The word ‘transaction’ is commonly used in business and finance circles. We hear sentences like “how many transactions you did today”, “how much are your monthly transactions”, “What is the value of this transaction” and “I have not done any transaction recently” etc.

If we try to put a formal definition of a transaction, it would be something like this:

“a transaction is a performance of a deal between two or more parties having a financial impact which can be measured reliably.”

An easy example would be: Company Dokia purchases one laptop from Walmart for $500 on cash.

Now, we need to dig down deep into this definition to understand it’s components:


First of all, it is a ‘performance of a deal’. So, it is not merely entering into a deal or doing an agreement or a contract. Instead, the transaction is an ‘actual performance’ of that agreement or arrangement. Just entering into a contract would not be considered as a transaction.

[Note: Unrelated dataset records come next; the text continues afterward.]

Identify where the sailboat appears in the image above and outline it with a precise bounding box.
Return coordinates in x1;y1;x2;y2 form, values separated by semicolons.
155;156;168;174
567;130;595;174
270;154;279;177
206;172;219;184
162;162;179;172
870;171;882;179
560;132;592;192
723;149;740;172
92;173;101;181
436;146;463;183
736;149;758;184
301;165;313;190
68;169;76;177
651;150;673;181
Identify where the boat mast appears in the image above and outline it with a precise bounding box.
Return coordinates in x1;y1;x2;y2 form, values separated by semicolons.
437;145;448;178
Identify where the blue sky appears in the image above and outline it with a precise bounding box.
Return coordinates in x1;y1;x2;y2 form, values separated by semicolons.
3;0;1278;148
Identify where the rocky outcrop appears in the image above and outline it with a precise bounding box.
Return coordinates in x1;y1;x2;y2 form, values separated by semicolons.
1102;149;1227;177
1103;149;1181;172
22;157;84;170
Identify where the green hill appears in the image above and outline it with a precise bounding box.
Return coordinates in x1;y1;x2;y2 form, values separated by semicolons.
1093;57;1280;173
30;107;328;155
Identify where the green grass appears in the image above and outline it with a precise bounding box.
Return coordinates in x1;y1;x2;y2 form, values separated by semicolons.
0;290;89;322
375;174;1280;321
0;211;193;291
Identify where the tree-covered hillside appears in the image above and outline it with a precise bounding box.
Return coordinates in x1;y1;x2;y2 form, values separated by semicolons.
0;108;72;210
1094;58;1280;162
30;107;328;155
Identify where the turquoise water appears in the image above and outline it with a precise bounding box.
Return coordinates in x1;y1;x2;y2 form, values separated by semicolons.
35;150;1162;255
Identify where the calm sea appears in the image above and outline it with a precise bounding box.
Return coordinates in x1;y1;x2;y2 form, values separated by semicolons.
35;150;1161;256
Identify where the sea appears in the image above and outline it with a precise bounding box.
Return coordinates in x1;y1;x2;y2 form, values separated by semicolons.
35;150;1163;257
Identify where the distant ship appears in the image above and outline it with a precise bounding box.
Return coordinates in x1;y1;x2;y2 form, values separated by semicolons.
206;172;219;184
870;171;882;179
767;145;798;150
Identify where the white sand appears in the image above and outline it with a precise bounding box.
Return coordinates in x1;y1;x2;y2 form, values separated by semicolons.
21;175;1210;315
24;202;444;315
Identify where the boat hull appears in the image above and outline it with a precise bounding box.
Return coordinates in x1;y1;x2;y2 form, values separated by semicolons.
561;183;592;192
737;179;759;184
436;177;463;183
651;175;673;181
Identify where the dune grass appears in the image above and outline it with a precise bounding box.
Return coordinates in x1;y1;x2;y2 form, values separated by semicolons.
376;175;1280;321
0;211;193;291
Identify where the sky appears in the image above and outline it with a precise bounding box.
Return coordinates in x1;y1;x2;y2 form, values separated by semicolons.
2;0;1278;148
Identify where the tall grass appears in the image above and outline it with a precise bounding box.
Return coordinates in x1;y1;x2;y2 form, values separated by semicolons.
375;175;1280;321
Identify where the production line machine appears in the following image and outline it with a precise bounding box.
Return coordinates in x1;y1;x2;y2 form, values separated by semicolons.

The second important point is that it has to be between two parties, at least. One person cannot do a transaction on its own. Let’s say that if sales department borrows a car from the HR department for three months, this cannot be recorded as a transaction in books of accounts of the company, because both departments are under the same organization.

Thirdly, there should be a financial impact. In the above-given example of purchase of laptop from Walmart, there is a financial impact on Company Dokia. However, if there is a deal performed between two entities without any economic impact, then this is not an accounting transaction. For example, Company Dokia makes a deal with Walmart to invite each other’s CEOs at their respective premises and show them around their offices. So, in this deal, there is no (apparent) financial impact. So, this deal of visiting CEOs will not be recorded and considered as an accounting transaction.



It is essential to understand the difference between an accounting transaction and an accounting event. Sometimes, an event may happen, which has a financial impact. So, this event shall also be recorded in the books of accounts of the organization. However, this cannot be termed as a financial transaction. For example, if an employee of company Dokia accidentally drops the laptop purchased from Walmart, this will be considered as an accounting event and will not be considered as an accounting transaction.